A Forgotten Link in a Long Chain

History majors, faculty, and students in History 382 heard from Becca Solnit ’12 last week on the beginning stages of her honors thesis research, on the Indian independence lobby’s influence on American foreign policy during World War Two. Ms. Solnit contends that the “India Lobby” represents a “lost” example in our history of foreign lobbies exerting tremendous influence over American foreign policy, similar to AIPAC today.

Despite the stage of her work, she has already begun to form a strong framework for discussing and analyzing the influence this lobby had on foreign policy. In her presentation and in her written work, she displayed a mastery of a variety of primary and secondary sources, ranging from newspapers and magazines to biographies and scholarly articles.

Ms. Solnit also readily acknowledged one of the main pitfalls of historical research that focuses on “impact” and “influence”: measuring such things is very difficult. While I was pleased to see that she acknowledged this issue, I am not yet satisfied with her response. I think it would be wise for her to spend some time thinking carefully about how she might quantify the lobby’s role in foreign policy decision making. She might consider reviewing the correspondence and public remarks of members of Congress, particularly in states with substantial Indian populations. Is the lobby or its aims a topic of discussion among members? This might be a key indicator of influence.

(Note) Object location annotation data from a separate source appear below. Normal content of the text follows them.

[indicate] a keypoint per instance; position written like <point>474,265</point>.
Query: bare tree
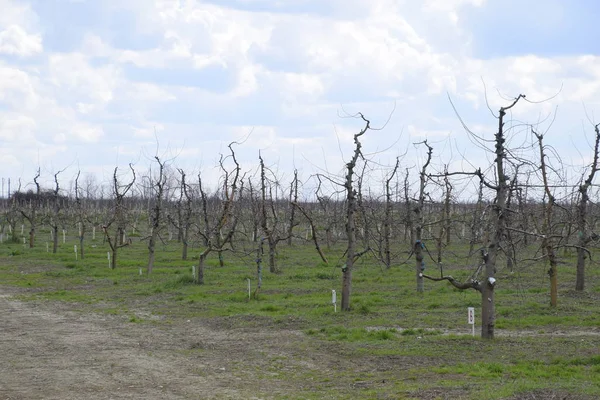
<point>117,216</point>
<point>183,223</point>
<point>498,235</point>
<point>81,214</point>
<point>29,211</point>
<point>226,218</point>
<point>158,186</point>
<point>293,200</point>
<point>351,253</point>
<point>584,237</point>
<point>54,219</point>
<point>419,246</point>
<point>547,231</point>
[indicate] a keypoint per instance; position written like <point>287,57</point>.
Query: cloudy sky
<point>94,84</point>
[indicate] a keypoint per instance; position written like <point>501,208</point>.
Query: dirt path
<point>51,353</point>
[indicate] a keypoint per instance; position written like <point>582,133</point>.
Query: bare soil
<point>56,350</point>
<point>50,350</point>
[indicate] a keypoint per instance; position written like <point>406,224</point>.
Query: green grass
<point>426,333</point>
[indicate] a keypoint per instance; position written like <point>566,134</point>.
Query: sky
<point>92,85</point>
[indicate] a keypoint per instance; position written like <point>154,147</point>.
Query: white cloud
<point>15,41</point>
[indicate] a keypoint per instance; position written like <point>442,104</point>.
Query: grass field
<point>394,343</point>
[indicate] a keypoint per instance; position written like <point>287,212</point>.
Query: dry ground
<point>53,350</point>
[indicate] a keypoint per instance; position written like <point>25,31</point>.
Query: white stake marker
<point>471,318</point>
<point>334,300</point>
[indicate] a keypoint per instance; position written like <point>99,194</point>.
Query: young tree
<point>158,186</point>
<point>29,209</point>
<point>351,254</point>
<point>583,234</point>
<point>118,216</point>
<point>226,218</point>
<point>269,220</point>
<point>418,210</point>
<point>547,231</point>
<point>493,247</point>
<point>184,214</point>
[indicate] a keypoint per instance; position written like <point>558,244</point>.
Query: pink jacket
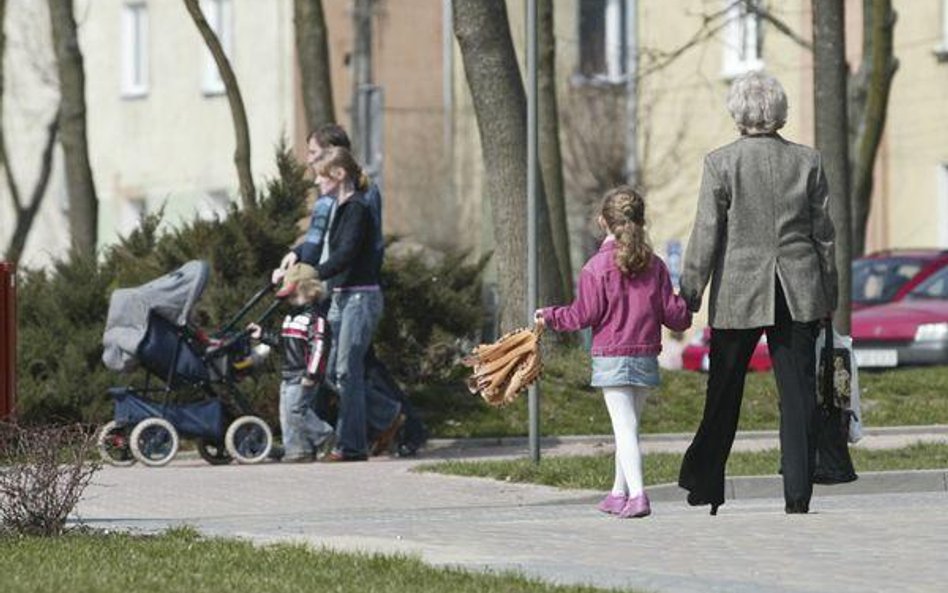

Finally, I was particularly intrigued by an aspect of the lobby’s history that Ms. Solnit did not connect to broader thematic elements of foreign policy: the role of leaking in advocacy. Ms. Solnit opens her paper and dedicates several pages to the story of Robert Crane’s disclosure of a confidential report on Indian independence to a nationally-syndicated columnist. This was the not the first time such action was taken in support of particular policy initiative, and it was certainly not the last. As evidenced in the recent Wikileaks affair, the domestic and foreign response to the release of such classified documents is often riveting and insightful. Ms. Solnit would do well to dig deeper into the leak scandal and offer some comparison with other such events throughout history. This contrast might even provide an interesting comparative measure of influence and impact.

Overall, Ms. Solnit’s presentation indicated that there are great things to come from this project. I’m looking forward to reading and hearing more.